NH: One impediment for implementing analytics is the status quo bias. This is the hardwired human desire to keep things constant. We all feel comfortable and safe with what we know and how things have always been done. As a result, we often resist changes, even when intellectually we understand that change leads to progress.
MB: What obstacles do you see on the market today?
NH: Organizations are more and more interested in implementing AI [artificial intelligence] and machine learning — and rightfully so. The problem we need to be aware of though is the potential for biases to be built in without people realizing it.
MB: Everybody makes mistakes. What mistakes do you consider the most significant for analysts?
NH: The first big mistake is assuming that the information you receive is true. Often, blindingly obvious information for an analyst is not so obvious to their colleagues in other departments.
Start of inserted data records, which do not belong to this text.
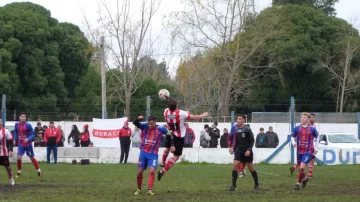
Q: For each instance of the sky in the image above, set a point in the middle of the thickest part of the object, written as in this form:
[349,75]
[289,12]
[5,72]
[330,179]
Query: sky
[73,11]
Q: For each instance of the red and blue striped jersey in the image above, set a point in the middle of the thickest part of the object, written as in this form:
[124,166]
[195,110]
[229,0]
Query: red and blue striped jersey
[151,138]
[23,131]
[304,138]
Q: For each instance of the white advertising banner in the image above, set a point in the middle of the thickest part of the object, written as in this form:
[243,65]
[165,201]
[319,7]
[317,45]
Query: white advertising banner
[106,132]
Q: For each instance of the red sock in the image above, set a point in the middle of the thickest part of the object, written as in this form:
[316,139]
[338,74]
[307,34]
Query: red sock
[36,164]
[301,175]
[19,165]
[151,178]
[8,170]
[139,180]
[168,165]
[165,155]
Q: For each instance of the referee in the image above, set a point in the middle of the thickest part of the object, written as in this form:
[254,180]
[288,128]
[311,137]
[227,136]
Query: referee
[241,145]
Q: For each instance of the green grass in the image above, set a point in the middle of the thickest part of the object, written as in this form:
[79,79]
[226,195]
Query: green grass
[184,182]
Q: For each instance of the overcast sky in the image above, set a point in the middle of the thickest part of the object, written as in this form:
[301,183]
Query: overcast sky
[72,11]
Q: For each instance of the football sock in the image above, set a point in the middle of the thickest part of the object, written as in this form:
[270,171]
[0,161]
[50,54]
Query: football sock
[234,177]
[165,155]
[168,165]
[19,166]
[139,180]
[8,170]
[301,175]
[254,174]
[36,164]
[151,178]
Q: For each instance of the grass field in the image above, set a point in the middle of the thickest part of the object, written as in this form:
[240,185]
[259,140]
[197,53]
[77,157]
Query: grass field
[184,182]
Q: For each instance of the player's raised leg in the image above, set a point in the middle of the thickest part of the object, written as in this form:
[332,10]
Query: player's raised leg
[31,155]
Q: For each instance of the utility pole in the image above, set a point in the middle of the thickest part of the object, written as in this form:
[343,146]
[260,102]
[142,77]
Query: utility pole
[103,77]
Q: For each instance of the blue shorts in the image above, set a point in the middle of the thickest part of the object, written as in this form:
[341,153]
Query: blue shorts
[147,160]
[28,149]
[304,158]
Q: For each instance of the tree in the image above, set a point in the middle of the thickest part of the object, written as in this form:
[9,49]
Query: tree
[127,41]
[338,58]
[35,53]
[219,33]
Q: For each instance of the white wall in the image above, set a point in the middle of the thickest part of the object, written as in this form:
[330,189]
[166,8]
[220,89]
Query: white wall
[282,129]
[193,155]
Another big mistake is to be focused too much on data that simply cannot be used at the particular time due to resource restraints. This mistake is partially related to business maturity. It’s obvious that an enterprise company has more tools and resources to work on data. So take into account the type and size of your business and data that really matters.
Evaluating marketing analytics
MB: What do you think about the future of marketing analytics? What trends are coming and what’s in demand?
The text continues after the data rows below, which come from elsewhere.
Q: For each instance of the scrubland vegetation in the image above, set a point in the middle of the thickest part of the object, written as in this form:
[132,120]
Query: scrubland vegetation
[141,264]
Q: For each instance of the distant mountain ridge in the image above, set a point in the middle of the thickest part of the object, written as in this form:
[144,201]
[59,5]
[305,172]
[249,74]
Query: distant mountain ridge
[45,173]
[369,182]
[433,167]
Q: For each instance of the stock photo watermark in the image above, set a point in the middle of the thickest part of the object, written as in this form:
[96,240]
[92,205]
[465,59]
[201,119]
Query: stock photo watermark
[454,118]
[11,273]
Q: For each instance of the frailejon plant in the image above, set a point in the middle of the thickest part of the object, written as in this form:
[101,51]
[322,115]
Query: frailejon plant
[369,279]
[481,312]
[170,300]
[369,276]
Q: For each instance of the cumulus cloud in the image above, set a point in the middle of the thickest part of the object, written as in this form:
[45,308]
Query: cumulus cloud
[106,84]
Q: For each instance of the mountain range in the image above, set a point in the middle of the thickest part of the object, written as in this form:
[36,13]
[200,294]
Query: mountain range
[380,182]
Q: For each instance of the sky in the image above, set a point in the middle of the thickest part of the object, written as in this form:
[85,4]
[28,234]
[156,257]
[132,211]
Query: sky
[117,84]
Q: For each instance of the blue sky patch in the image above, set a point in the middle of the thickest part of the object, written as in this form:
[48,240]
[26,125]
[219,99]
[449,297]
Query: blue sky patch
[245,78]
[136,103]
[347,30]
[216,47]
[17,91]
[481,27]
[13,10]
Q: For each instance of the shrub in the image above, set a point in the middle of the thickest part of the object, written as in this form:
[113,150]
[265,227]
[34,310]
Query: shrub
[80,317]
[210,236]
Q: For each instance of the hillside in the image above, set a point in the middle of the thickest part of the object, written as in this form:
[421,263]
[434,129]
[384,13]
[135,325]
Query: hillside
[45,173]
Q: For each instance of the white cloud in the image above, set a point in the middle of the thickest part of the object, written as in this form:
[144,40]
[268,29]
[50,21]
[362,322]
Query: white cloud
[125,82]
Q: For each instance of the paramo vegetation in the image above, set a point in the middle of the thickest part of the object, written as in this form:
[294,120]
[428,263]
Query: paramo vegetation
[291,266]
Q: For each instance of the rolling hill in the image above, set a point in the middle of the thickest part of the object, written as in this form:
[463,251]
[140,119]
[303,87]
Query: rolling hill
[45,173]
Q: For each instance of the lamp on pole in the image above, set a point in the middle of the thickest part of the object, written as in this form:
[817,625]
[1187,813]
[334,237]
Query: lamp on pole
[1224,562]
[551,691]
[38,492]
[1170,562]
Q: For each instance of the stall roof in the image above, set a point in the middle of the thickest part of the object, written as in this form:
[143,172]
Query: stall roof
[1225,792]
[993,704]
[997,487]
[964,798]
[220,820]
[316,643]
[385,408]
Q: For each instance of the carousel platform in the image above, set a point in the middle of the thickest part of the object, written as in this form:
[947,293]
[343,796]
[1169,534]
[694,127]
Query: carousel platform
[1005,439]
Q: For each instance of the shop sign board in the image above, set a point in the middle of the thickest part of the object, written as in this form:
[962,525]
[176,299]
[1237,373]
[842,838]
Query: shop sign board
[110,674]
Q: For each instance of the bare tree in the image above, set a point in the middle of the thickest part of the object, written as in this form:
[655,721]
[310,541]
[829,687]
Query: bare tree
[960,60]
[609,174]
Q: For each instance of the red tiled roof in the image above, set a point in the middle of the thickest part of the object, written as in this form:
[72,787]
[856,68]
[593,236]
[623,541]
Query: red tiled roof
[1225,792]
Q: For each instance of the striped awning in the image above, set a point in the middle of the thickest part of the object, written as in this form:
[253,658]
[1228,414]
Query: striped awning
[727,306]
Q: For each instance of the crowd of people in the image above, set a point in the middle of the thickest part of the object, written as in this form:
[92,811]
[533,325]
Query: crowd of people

NH: I think that marketing analytics will continue to play a major role for companies and brands who are looking to establish or maintain a competitive edge. As a result, skilled analysts will stay in high demand, as will those who are familiar with social analytics. I believe that greater collaboration between data scientists and behavioral scientists is coming soon. Data scientists will reveal who should be targeted with what message at what time and place.
Behavioral scientists will inform how the particular message should be best served up in order to attract attention and trigger the human brain’s decision defaults.
MB: How do you evaluate the current maturity of marketing analytics?
NH: I see that the field of marketing analytics is growing exponentially. It is more robust than it has ever been. But there are still advances that will be made.
MB: What are the most important things analysts need to do at different stages of business maturity (startup, SME, enterprise)?
NH: I think that business maturity isn’t necessarily the most important factor here. What is really important is to make sure that analysts interact with the right people at each stage and level. Great insights that are delivered to the wrong person won’t be acted upon. There can be different quality data at different stages. Therefore, it’s reasonable to focus on the most appropriate data for each business stage.
OWOX BI bottom line
In this interview, Nancy Harhut gave many valuable thoughts. We thank her for contributing to our research for the OWOX BI blog, and we hope this interview was useful and encouraged you to upgrade your skills.